7 Peder Balke, Northern Lights over Coastal Landscape, ca. 1870 (National Museum of Art, Architecture and Design, Oslo) Something in the radical simplification of mark-making employed by this Norwegian painter to represent the Nordic lights—rendered in a series of brusque, vertical brushstrokes on a black background (which also bears the trace of an arbitrary fingerprint)—evokes structural film practices of the ’60s. The minute scale of Balke’s paintings (which are no larger than postcards), and their being nearly abstracted from the figurative realm, make this artist a visionary and his work an inspiration.

8 “Meat Wagon,” in “Robert Gober: Work 1976–2007” (Schaulager, Basel) Appearing within Theodora Vischer’s Gober retrospective, this reduced version of the 2005 exhibition assembled by the artist at the Menil Collection in Houston underscored Gober’s unfailing ability as a provocative editor and as a sculptor of the uncanny. With a view to illustrating John de Menil’s prognosis that he (and we) would end up a mere “corpse for the meat wagon,” Gober showed his own work alongside selections from the Menil Collection. Including his own fireplace with wax limbs as logs, an anonymous wax bust of Abraham Lincoln, a René Magritte painting of a rifle, and an antique embroidered pot holder reading ANY HOLDER BUT A SLAVE HOLDER, Gober crafted an installation that emitted the mildew of an encaustic American heritage.

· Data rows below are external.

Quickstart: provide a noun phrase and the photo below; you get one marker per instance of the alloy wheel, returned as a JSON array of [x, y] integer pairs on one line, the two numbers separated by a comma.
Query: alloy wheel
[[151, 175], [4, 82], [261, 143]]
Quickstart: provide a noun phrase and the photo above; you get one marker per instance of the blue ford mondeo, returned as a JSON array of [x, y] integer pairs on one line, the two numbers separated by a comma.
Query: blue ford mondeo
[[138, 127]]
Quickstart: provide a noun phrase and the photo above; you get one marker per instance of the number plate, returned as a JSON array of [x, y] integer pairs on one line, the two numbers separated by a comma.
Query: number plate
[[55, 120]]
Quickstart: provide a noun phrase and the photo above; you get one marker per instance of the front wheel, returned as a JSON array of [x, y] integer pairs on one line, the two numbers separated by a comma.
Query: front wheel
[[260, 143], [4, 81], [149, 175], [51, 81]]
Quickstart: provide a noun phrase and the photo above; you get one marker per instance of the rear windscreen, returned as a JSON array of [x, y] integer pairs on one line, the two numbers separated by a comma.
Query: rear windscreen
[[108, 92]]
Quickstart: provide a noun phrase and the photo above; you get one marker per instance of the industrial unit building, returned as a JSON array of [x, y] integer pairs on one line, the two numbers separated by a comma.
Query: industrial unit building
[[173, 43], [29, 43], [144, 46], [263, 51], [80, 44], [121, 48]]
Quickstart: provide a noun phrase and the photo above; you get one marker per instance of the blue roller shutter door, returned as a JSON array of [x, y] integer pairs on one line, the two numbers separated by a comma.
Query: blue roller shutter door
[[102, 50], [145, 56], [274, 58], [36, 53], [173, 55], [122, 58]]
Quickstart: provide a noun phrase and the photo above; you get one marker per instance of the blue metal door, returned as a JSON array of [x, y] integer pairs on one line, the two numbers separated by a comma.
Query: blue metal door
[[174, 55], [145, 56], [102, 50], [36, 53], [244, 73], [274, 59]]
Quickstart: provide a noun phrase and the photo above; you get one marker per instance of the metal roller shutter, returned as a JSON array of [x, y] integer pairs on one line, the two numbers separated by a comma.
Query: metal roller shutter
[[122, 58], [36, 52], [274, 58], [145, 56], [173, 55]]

9 Lene Berg, Gentlemen & Arseholes Norwegian artist Berg creates books in addition to her films, not as supplemental reading but as an integrated part of the work itself. Gentlemen & Arseholes, for example, is a publication that accompanies Berg’s film The Man in the Background (2006), both of which focus on the British literary journal Encounter, founded in 1953 and funded by the CIA-sponsored Congress for Cultural Freedom. In reprinting the inaugural issue, Berg has added postcards, leaflets, and images in ways that illustrate the invertible nature of political ideology and that provide testimony to a time when the US government (or any government, for that matter) had the good, yet skewed, sense to embrace dissenting views.

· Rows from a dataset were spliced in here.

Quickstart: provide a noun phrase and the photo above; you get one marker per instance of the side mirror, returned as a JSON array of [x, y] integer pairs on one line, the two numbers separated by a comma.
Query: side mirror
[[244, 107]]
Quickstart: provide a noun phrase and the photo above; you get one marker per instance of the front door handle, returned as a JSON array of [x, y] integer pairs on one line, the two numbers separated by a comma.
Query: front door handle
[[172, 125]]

10 Radical Philosophy, London A desktop magazine that offers a hard look at contemporary theory, even if in a dorky format. With articles written by vigorous lecturers of philosophy, the journal leaves room to discover more than just Rancière. Although it seeks engagement with the art world (by publishing articles like Stewart Martin’s “Absolute Artwork Meets the Absolute Commodity”), Radical Philosophy does so from that community’s imaginary outside by concerning itself with broader societal problems, featuring, for instance, David Cunningham’s essay, “Slumming It: Mike Davis’s Grand Narrative of Urban Revolution.”

Marta Kuzma is the director of the Office for Contemporary Art Norway, in Oslo, where she recently organized the seminar “Film as a Critical Practice.” She is currently working on a research project and exhibition titled “Whatever Happened to Sex in Scandinavia?”—scheduled to open in winter 2008.